Collaborative Development Programmes on Learning, Teaching and Assessment Strategies

The Implication for the Professional Development of Teachers

In teaching, factors underpinning the differences between a veteran teacher and a novices teacher are not the mastery of amount of subject knowledge; educational and learning theories; knowledge and skills in managing students in classroom; or pedagogical skills. It is on the sensitivities to the needs of students and constraints of the environment; abilities to choose and apply appropriate learning content, context and strategies flexibly, and abilities to adjust strategies from time to time based on changes of the environment and student feedback formally and informally.

In a nutshell, it is the tacit knowledge, not the explicit knowledge of a teacher that matter.

To this end, the professional development of teachers is a continuous, self-transcending process through which one transcends the boundary of the old self into a new self by acquiring a new context, a new view of the world, and new knowledge.
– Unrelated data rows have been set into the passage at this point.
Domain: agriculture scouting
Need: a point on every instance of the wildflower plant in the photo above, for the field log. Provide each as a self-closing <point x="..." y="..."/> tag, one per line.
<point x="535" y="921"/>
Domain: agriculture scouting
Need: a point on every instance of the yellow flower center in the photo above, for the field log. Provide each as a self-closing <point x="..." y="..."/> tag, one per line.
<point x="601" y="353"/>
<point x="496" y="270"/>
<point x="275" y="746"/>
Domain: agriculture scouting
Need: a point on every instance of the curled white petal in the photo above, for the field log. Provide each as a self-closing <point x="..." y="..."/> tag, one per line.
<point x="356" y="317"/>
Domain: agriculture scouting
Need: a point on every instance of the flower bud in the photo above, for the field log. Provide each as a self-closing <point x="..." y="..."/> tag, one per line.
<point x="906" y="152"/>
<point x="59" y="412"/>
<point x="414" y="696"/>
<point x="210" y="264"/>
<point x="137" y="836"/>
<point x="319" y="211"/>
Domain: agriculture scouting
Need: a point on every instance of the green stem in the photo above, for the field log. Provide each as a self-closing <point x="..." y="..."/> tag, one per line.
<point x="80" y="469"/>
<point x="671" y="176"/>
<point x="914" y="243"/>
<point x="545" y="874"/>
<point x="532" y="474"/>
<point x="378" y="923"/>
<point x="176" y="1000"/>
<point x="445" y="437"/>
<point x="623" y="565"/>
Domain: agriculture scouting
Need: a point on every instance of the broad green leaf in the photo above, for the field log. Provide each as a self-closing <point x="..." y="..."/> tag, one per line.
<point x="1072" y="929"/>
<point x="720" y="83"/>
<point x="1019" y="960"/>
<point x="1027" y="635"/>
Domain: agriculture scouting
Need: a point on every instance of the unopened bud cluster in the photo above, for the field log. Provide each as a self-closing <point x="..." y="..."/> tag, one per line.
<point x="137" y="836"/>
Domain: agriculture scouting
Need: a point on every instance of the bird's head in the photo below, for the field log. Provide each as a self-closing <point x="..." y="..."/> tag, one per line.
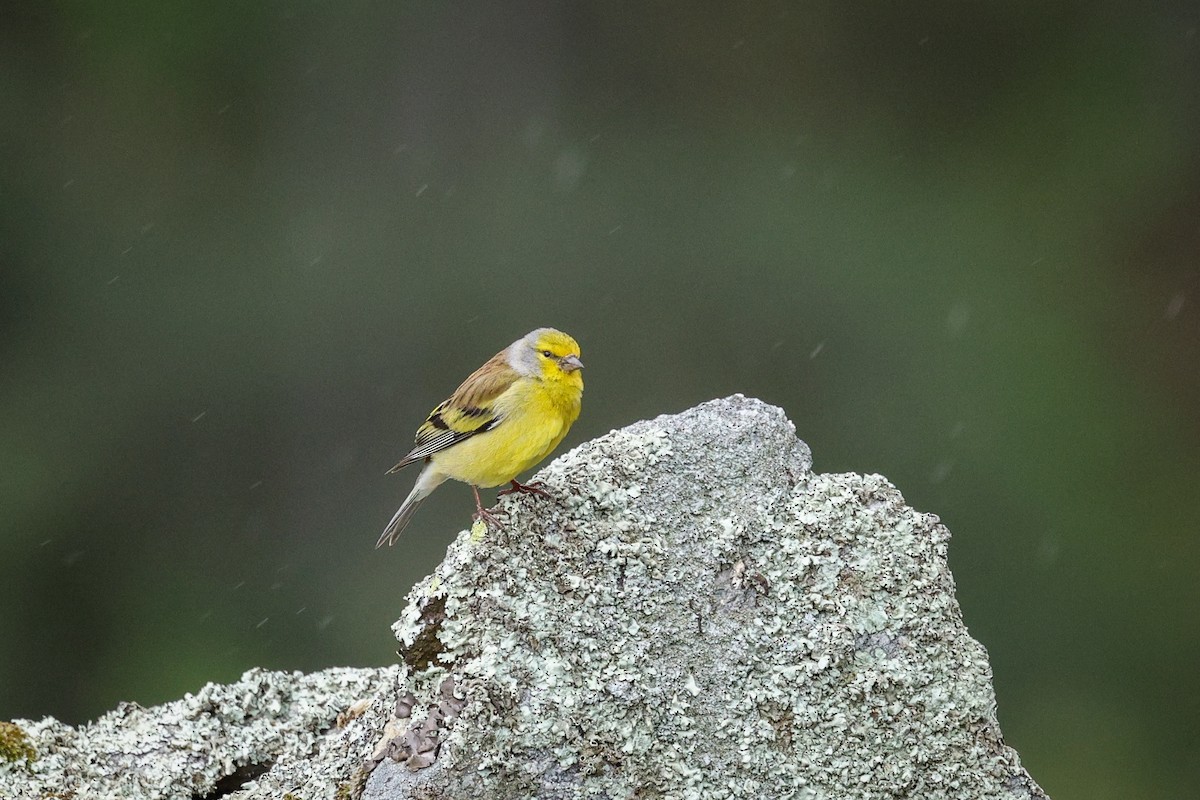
<point x="547" y="354"/>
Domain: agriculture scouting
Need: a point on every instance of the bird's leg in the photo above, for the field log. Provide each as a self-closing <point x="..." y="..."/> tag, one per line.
<point x="533" y="487"/>
<point x="487" y="517"/>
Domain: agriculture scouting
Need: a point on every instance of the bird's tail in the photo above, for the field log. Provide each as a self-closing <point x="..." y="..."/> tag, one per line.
<point x="427" y="481"/>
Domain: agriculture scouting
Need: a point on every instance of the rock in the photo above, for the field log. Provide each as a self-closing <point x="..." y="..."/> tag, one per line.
<point x="695" y="614"/>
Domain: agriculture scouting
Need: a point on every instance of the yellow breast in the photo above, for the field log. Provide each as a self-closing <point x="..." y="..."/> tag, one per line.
<point x="535" y="416"/>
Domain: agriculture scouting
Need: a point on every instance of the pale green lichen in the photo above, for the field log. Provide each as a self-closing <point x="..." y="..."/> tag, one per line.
<point x="699" y="615"/>
<point x="15" y="745"/>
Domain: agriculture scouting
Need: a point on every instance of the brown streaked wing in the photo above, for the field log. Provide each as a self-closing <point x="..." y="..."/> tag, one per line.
<point x="466" y="413"/>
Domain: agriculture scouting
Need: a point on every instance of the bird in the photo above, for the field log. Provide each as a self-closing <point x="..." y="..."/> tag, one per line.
<point x="505" y="417"/>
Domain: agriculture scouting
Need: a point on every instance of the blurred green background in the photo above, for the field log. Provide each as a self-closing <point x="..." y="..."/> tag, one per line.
<point x="246" y="247"/>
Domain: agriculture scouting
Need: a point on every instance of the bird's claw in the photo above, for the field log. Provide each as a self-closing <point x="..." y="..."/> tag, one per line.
<point x="489" y="518"/>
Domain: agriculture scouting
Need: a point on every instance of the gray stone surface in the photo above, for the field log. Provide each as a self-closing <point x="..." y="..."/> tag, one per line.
<point x="694" y="614"/>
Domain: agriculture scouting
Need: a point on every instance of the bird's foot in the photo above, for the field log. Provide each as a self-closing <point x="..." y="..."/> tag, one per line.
<point x="490" y="518"/>
<point x="533" y="487"/>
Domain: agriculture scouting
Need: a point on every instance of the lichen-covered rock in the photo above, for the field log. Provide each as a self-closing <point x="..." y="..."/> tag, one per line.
<point x="694" y="614"/>
<point x="211" y="743"/>
<point x="699" y="615"/>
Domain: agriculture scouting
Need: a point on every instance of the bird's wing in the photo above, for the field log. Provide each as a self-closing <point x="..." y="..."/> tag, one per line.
<point x="468" y="411"/>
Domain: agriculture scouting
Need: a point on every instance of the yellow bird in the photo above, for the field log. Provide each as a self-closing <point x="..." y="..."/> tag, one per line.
<point x="499" y="422"/>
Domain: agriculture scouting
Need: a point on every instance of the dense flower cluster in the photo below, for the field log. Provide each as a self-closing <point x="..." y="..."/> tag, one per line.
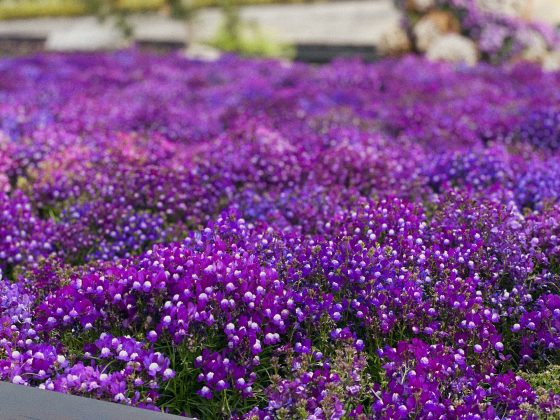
<point x="492" y="30"/>
<point x="253" y="239"/>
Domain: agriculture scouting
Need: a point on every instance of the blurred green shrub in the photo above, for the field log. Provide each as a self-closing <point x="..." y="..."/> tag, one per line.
<point x="17" y="9"/>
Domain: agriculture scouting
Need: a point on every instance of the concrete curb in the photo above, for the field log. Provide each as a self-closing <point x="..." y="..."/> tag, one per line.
<point x="20" y="402"/>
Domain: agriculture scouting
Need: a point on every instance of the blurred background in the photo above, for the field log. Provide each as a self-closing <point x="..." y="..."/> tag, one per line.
<point x="306" y="30"/>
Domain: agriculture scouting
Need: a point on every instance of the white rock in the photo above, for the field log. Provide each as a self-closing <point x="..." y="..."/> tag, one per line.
<point x="536" y="47"/>
<point x="422" y="5"/>
<point x="453" y="48"/>
<point x="87" y="34"/>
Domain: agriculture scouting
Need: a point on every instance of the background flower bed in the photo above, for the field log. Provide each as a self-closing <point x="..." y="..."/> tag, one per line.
<point x="250" y="238"/>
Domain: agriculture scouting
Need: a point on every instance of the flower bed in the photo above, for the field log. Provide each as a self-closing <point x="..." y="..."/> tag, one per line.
<point x="255" y="239"/>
In short, it is NOT an event, it is a journey from being to becoming.


  1. The first step of the journey: Socialization
    Since tacit knowledge is difficult to formalise and can be acquired only through shared experience, such as spending time together, working in collaboration on specific tasks, etc.Socialization typically occurs in a traditional apprenticeship, where apprentices acquire the tacit knowledge for their crafts through hands-on experience, rather than from written manuals or textbooks.

    To start the journey, it is essential to create a platform where teachers with shared vision and interests get together and exchange views freely: acquiring the tacit knowledge from each other through experience sharing under a non-work environment.

  2. Crystallized the acquired tacit knowledge: Externalization
    When a teacher is able to apply the ideas and concepts acquired in his/her own work through socializaton, the tacit knowledge is made explicit. Knowledge is thus crystallized and it becomes the basis of new knowledge.

  3. Converting explicit knowledge into complex explicit knowledge: Combination
    Different teachers’ explicit knowledge is collected, combined, edited and processed to form new knowledge. The new explicit knowledge is then disseminated among the contributors as it synthesizes knowledge from different sources in one context.

  4. Accumulating tacit knowledge at individual level: Internalization
    Internalization is the process of embodying explicit knowledge into tacit knowledge. Internalisation is closely related to “learning by doing”. For example, through sharing the classroom practice of similar subject content in different institutions and/or contexts, reflecting on the effectiveness of strategies and feedbacks from students, teachers may internalise the explicit knowledge of different practices to enrich their own tacit knowledge.

When knowledge is transformed to part of individuals’ tacit knowledge bases in the form of shared mental models or technical know-how, it becomes a valuable asset.

The tacit knowledge accumulated at the individual level can then set off a new spiral journey of knowledge creation.